Art summit to feature famous Dutch composer
By Izabel Deuff
JAKARTA (JP): Insomnio Group, which has members from the Netherlands, Germany and Spain, will perform five pieces by Theo Loevendie at the Art summit Indonesia II, 1998: Performing Arts, on Saturday and Sunday, at Gedung Kesenian Jakarta.
Born in Amsterdam on Sept. 17, 1930, Loevendie is one of the most famous Dutch composers of the 20th century. He learned clarinet at the Amsterdam (now Sweelinck) Conservatory of music. He then found himself lured by jazz and became a well-known alto and soprano saxophonist who toured with his own quintet, Theo Loevendie Consort.
At the age of 68, Theo Loevendie is still composing and teaching. He was a composition teacher at the Rotterdam Conservatory from 1977 to 1988 and at the Royal Conservatory in The Hague (1988-1995). He now teaches at the Sweelinck Conservatory of Music in Amsterdam where he first met the Insomnio Group in 1996.
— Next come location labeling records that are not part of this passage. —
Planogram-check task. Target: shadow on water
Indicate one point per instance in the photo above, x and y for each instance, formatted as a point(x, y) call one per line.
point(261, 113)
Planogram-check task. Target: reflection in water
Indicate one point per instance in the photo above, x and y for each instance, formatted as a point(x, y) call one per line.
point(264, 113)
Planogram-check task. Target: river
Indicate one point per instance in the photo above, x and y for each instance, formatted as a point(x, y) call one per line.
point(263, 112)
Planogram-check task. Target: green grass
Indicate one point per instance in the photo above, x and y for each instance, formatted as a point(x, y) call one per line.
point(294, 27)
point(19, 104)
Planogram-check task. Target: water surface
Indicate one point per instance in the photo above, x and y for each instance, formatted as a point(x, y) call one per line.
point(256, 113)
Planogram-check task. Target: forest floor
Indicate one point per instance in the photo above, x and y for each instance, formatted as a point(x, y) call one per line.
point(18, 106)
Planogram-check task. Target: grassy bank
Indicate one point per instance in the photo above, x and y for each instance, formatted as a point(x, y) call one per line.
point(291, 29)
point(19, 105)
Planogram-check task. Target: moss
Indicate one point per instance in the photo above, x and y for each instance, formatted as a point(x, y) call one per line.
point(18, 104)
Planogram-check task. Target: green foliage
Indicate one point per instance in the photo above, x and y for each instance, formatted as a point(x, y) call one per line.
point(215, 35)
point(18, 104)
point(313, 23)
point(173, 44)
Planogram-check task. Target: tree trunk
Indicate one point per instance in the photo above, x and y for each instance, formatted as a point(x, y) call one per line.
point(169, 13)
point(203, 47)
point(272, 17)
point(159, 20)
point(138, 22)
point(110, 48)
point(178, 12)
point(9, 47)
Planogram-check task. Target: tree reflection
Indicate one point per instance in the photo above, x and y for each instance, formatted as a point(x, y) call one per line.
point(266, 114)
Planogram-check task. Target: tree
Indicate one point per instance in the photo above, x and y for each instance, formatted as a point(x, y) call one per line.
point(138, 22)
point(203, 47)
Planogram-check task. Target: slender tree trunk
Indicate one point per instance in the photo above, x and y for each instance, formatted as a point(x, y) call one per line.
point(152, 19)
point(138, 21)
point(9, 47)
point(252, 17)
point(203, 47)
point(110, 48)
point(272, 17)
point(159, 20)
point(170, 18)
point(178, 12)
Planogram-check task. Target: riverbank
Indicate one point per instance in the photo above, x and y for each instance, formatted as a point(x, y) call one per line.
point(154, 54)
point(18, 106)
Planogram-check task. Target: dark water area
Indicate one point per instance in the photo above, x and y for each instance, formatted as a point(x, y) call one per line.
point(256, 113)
"I was flattered and delighted by the chance to participate in the art summit," he said. "They asked me to come with a group to play my music. I asked Insomnio to do it because I already had some experience with them."
Loevendie told The Jakarta Post that the ensemble has already played Venus and Adonis suite, which is, according to him, "the most substantial work of the eight-piece program".
Based on the poem by Shakespeare, this composition was written in 1981 for bass clarinet, mandolin, guitar, violin and percussion. These five instruments are respectively played by Carlos Galvez Taroncer, 22, Martine Sikkenk, 26, Reinhold Westerheide, 40, Sebastiaan Wiegers, 26, and Ulrich Pll, 24.
Insomnio's musicians are all former or current students at the Sweelinck Conservatory of Music in Amsterdam.
Idske Bakker, 28, is also a member of Insomnio. She has played harp since the age of 10 and is to perform a solo in Contradiction III by Robin de Raaf.
Raaf is a 30-year old composer and a previous student of Loevendie's. He has received awards for some of his compositions among which is Anachronie at the International Competition for Composers of Chamber Music in Switzerland in 1997.
The Insomnio ensemble will also play two other pieces by Loevendie's former students: New composition for ensemble by Petros Ovseplan and Bambini sonoro by Vanessa Lann.
Bambini sonoro, Pll said is quite rigorous because musicians have to play their own score at a moment decided by the composer. The interpretation is more limited than in the compositions by Loevendie such as Duo (1987) for bass clarinet.
"When you hear the piece, you think that it is like a piece for double bass jazz players. It is written for one instrument but it sounds like a duo," explained Loevendie.
In describing Dance (1986) another of his pieces he said that it was essentially a violin solo but the violinist has to wear bells on his ankles. Being interested in world music and particularly in music from the Middle East and India, Loevendie likes melting musical influences and plays a part in the multiculturalism movement which is the theme of this art summit.
Loevendie acknowledged that his compositions have been much influenced by Arab and Turkish culture because percussion plays an important part. He loves composers that are rhythmical, which explains why he loves Guillaume de Machaut, a French poet and composer from the 14th century. Loevendie adapted Two pieces on Canons by Guillaume Machaut (1993) for mandolin, guitar, harp and clarinet. This piece displays Loevendie's main style with repetitions of tone and supremacy of rhythm and timbre over harmony.
The Insomnio concert will close with Blues, another piece by Loevendie. Originally created for one piano, the composition has been transformed into a three-instrument piece for the art summit. Playing the piano's score, the Dutch composer will have the opportunity to go on stage and give his personal touch to this concert which is mostly devoted to his works.
Loevendie became renowned in 1968 through one of his compositions called Scaramuccia for orchestra and clarinet. Since then and especially after 1975 when he composed Incantations, he has written more than 50 works ranging from chamber music, symphony orchestra, vocal music and three operas: Naima (1985) on a libretto by Lodewijk de Boer, Gassir, the Hero (1990) and Esme (1995) commissioned by the Holland Festival on a libretto by Jan Blokker.
Loevendie's music is highly appreciated, as he won the Edison Prize in 1982 for his recording of The Nightingale, written in 1979 and based on the tale by Hans Christian Anderson. For his work Flexio which is considered to be his masterpiece and which he wrote in collaboration with Pierre Boulez, he received the 1984 Koussevitz International Record Award. In 1988, he won the Matthijs Vermeulen for his Naima opera.